Our guide and bus driver, a lovely local Tasmanian chock full of Dad jokes, filled out ears with plenty of convict information on our hour and three quarter drive down the penninsula to the historic site of Port Arthur penal colony.

It was my third time there; I went twice with a school trip — a tour during the day and then that night for a ghost tour which has actually scarred me for life (sorry lovely ghost tour lady!) — and it was so much better than I remember it.

Any one who knows me, even a little bit, knows that I am a super history nerd and this played right into my hands. We began our Port Arthur visit with a 40 minute walking tour of the grounds. I found this beneficial in terms of getting your bearings. The Port Arthur settlement is actually quite big! Bring your walking boots! The tour gave us some great stories from the convict days and a general gist of what life was like when all of the buildings you see around you were in use.

After the tour, we began to explore on our own, strolling the remains of buildings like the church, government cottage and the penitentiary and the other buildings in pristine condition llike the commandant’s cottage and other little cottages dotted throughout the settlement.

In the middle of exploring time came out boat cruise. We stood out on the upper deck for twenty minutes as we drifted out into the harbour and around a small island called The Isle of the Dead — this is where all of the convicts, soldiers and officials who lived on the settlement were buried. You can see the headstones from the boat!

At 3pm, we had to say goodbye to our beloved Port Arthur, and make the trip back home. It wasn’t without perks, though, because we stopped at two natural geological anomalies in the Tasman National Park called Tasman Arch and Devil’s Kitchen where we saw the penninsula at its finest.

Lesson for today: consider buying a house near Port Arthur to enable historical obsession.

Travel Log: Historic Hobart Day 1

It’s currently 6.30pm in beautiful Hobart.
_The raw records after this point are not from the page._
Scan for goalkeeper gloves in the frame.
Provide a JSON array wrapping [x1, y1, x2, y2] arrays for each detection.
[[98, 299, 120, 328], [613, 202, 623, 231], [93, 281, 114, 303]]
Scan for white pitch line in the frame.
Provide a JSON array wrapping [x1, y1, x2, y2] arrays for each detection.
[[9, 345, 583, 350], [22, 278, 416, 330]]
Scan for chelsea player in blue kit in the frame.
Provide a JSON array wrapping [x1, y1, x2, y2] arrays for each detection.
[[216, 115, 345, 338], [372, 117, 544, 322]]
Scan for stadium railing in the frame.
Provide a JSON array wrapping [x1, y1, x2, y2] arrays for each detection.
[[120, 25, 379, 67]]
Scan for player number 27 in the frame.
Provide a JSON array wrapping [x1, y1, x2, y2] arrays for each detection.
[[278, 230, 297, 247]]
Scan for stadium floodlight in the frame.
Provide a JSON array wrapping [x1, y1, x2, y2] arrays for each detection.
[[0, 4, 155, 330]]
The sun has set and all the light globes are blazing in the buildings that are not alone.
It’s my 4th time here, my friend’s 1st. It’s my first time back in 10 years.

Though Hobart is a capital city, a crowd of trees is never far away. The histoic buildings, like customs house and cascade brewery, make a standard capital city picturesque and wonderful.

We set our alarms for 6.30am — an abominable time — and were on our way to the airport by 7am. The temperature was icy and the sun hadn’t bothered to open its eyes yet.

Both of us had set roles our trip ahead. My friend, driver; me, navigator. There was one problem with that scenario… I am the worst navigator.

Everything was fine until we got close to the airport. I got distracted and started talking about something entirely different and then… “Shit! There goes the exit!”

It took about 10-15 minutes to turn around and take the exit again from the opposite direction, which I guess in hindsight is really not the biggest time delay, but internally I was blaming myself for our potentially missing the plane and having to go home before our holiday had even begun.

But, of course, we had left plenty of time for potential delays — being two women riddled with anxiety — and we reached the airport with close to 2 hours to spare.

After checking into our hotel and setting up, i.e. dumping our bags on the ground and spread-eagling on the bed before eventually deciding that, though a rogue mouse in the ceiling kept us up for the majority of the previous night, we should probably go and explore our surrounds.

Off we went, brave and intrepid, with no coats (another stupid mistake) and went off in the general direction of the water, with Google Maps on my friend’s phone as a guide.

After about 15 minutes of walking, and still no sign of water, we consulted the map again and realised that instead of heading in the correct direction from the off, we had been heading in entirely the wrong direction. So back we went from whence we came, stopping briefly at the hotel to pick up mild insulation in clothing form before heading on our way again.

Here, we found a place for a late lunch and a drink and a few shops to browse before we made the trek back to the hotel and stocked up on snacky supplies.

Today’s lesson learned: neither of us were born to be navigators.